Bring the remaining dough together and roll out again, cutting out shapes then rolling any remaining dough out again until all used.
Bake in a 160oc oven (if using simple shortbread) until slightly golden, the baking time will depend on your cookie cutter sizes!
Leave the cookies to cool on the baking tray for 5-10 minutes before transferring them to a cooling rack.
When the cookies are fully cooled, add two pasteurised egg whites to a large bowl and add in the lemon juice.
Sift a little of the icing sugar into the mixture, whisking thoroughly.
Keep sifting in icing sugar a little at a time, whisking thoroughly before adding more until you can hold up your whisk and see soft peaks, not too stiff but can hold it’s shape as a peak for a few seconds.
Transfer a quarter of this mixture into another bowl and set aside covered with cling film.
This will be your outlining icing, you may colour this as you wish.
Now, in the original bowl, keep adding icing sugar in even smaller increments than before, until it creates peaks on your whisk that are stiff and could hold there shape for a long time.
To this, add a tablespoon of water at a time, whisking, until the mixture becomes liquid and runny.
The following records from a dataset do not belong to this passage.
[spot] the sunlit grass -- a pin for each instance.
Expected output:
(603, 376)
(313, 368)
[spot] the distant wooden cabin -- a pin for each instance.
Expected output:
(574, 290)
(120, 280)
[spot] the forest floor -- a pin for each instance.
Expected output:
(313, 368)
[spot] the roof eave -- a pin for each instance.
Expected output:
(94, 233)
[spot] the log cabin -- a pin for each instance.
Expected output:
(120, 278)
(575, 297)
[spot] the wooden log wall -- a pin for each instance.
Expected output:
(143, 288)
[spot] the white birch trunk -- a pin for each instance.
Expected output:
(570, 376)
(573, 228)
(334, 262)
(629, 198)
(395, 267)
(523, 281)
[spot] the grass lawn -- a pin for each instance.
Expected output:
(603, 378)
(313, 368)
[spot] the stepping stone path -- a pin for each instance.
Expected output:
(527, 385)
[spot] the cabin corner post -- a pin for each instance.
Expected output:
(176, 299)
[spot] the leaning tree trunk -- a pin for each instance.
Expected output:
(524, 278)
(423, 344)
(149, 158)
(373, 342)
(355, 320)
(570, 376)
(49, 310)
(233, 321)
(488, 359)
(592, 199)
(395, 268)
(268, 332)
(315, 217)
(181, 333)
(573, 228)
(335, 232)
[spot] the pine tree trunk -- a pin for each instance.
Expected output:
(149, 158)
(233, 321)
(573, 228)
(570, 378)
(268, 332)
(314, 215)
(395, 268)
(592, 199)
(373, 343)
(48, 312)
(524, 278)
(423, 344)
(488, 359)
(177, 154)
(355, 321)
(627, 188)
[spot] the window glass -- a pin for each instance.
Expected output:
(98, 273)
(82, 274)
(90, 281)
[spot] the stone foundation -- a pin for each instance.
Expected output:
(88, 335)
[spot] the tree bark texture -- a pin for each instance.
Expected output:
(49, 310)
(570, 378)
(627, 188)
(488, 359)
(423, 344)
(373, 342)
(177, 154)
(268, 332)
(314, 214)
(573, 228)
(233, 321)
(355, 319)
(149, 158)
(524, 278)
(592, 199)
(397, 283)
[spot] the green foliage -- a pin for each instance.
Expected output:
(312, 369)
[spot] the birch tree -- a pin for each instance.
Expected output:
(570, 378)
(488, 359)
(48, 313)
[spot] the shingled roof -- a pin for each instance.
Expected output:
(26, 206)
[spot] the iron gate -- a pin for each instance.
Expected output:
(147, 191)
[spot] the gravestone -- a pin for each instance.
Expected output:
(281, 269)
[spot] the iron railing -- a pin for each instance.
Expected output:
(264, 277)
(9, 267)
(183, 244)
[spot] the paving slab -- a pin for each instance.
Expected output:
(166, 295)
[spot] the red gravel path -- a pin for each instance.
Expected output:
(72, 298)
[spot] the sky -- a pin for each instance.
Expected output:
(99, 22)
Divide this mixture into bowls, depending on how many icing colours you want and stir in a few drops of food colouring to each according to your needs.
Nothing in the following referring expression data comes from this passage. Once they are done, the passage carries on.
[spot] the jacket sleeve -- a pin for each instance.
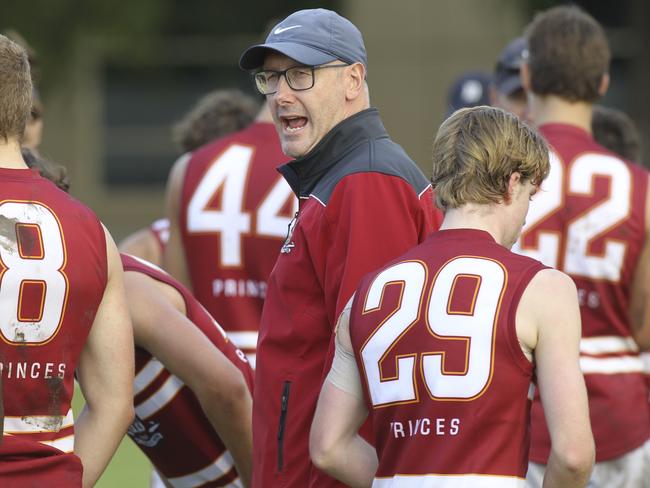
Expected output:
(371, 218)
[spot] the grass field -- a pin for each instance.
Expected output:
(129, 468)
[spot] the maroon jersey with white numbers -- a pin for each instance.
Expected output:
(235, 213)
(589, 221)
(444, 377)
(53, 272)
(170, 426)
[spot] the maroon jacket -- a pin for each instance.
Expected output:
(363, 201)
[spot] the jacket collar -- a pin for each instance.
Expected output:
(305, 172)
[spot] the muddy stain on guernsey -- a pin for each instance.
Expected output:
(55, 387)
(8, 234)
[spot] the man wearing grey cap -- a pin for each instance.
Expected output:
(507, 92)
(363, 201)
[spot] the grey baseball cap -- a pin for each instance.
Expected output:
(311, 37)
(506, 73)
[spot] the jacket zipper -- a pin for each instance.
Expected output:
(284, 405)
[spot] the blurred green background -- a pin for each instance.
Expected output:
(115, 75)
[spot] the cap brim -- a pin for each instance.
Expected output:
(253, 57)
(510, 84)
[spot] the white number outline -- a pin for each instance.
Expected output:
(563, 245)
(385, 390)
(480, 285)
(60, 270)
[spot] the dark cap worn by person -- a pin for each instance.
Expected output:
(311, 37)
(506, 73)
(468, 90)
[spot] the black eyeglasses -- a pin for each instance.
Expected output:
(298, 78)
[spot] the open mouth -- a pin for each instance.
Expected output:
(294, 123)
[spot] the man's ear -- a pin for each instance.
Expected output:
(524, 75)
(355, 81)
(604, 84)
(513, 181)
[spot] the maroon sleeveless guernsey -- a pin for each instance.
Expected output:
(445, 380)
(235, 214)
(589, 221)
(53, 272)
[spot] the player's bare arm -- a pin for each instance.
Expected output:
(334, 443)
(554, 334)
(161, 327)
(174, 257)
(640, 297)
(105, 375)
(142, 244)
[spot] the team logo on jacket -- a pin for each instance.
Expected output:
(145, 433)
(288, 245)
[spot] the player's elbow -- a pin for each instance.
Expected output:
(322, 448)
(577, 459)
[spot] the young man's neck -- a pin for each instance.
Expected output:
(478, 217)
(550, 109)
(10, 155)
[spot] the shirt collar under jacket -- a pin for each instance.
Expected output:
(303, 174)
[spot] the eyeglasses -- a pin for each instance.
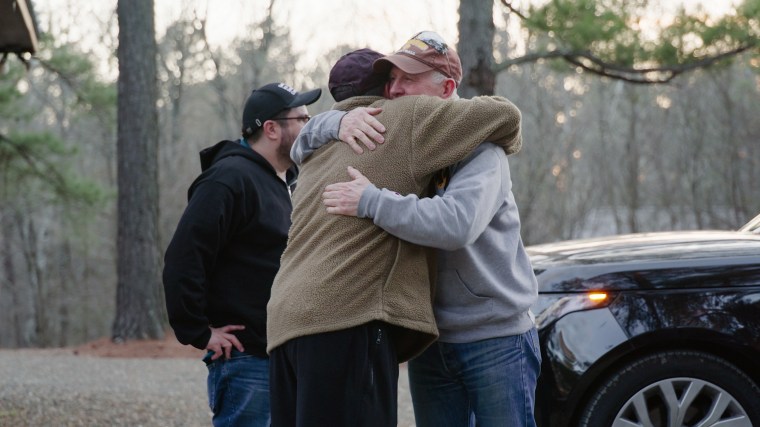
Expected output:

To make a white icing, leave the icing uncoloured.
To make an orange colour, mix a little of both yellow and red food colourings.
Set the coloured icings aside.
Transfer the soft peak outlining icing made earlier into a food writing pen and squeeze it out in a line on to your work surface or spare piece of greaseproof to make sure it is easy and ready to work with.
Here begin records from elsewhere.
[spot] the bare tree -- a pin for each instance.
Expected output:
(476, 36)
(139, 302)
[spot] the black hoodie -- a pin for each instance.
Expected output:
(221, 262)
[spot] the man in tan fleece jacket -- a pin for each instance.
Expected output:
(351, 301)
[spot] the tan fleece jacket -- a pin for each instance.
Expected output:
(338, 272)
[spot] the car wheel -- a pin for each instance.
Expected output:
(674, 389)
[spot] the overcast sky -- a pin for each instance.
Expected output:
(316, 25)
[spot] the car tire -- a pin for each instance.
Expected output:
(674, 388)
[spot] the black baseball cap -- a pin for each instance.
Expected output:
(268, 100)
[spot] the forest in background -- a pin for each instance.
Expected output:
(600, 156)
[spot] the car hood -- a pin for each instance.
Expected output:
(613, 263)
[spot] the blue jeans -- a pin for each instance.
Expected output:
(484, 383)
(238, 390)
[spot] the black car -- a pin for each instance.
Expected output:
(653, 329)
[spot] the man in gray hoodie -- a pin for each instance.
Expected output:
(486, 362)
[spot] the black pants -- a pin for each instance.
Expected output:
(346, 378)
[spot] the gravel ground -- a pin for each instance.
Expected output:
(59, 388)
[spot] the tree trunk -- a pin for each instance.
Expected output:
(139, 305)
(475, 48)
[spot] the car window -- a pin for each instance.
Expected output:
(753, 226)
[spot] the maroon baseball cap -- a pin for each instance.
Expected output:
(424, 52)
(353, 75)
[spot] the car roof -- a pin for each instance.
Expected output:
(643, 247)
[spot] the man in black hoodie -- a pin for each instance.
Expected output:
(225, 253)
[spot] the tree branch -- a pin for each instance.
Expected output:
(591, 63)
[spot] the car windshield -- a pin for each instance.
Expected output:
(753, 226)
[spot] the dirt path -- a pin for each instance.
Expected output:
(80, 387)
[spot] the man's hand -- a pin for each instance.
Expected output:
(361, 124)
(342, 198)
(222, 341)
Draw the icing on to the cookie around the outside, this will keep the runny icing within these lines later so if you want more than one colour runny icing, draw lines where you would like the one icing to stop and the next to begin.
Once the outlines are complete, check with the very first cookies you iced to see if they have dried.
The icing will be hard so if not, leave them to dry a while longer.
Once dried, take a cookie and using a small spoon, carefully add a little of the runny icing of your choice into the centre of the hole.
Let the icing run naturally, tilting the cookie if needed to fill in all of the gaps, don’t add too much as you don’t want to overflow above the lines but if all is not covered, add a few drops extra until it is.
Bare in mind you can always add more but you can’t take away in this instance!
When all of the cookies are filled with coloured icings to your liking, leave to dry overnight, covering them with foil scrunched up at both ends to heighten it so the foil is covering but not touching any of your precious work!
When dry, add any finishing touches with a nozzled food writing pen smaller than the outlining nozzle, using the outlining icing in colours of your choice!
Voilà! A fun project with delicious results that look so much better than most things in the shops!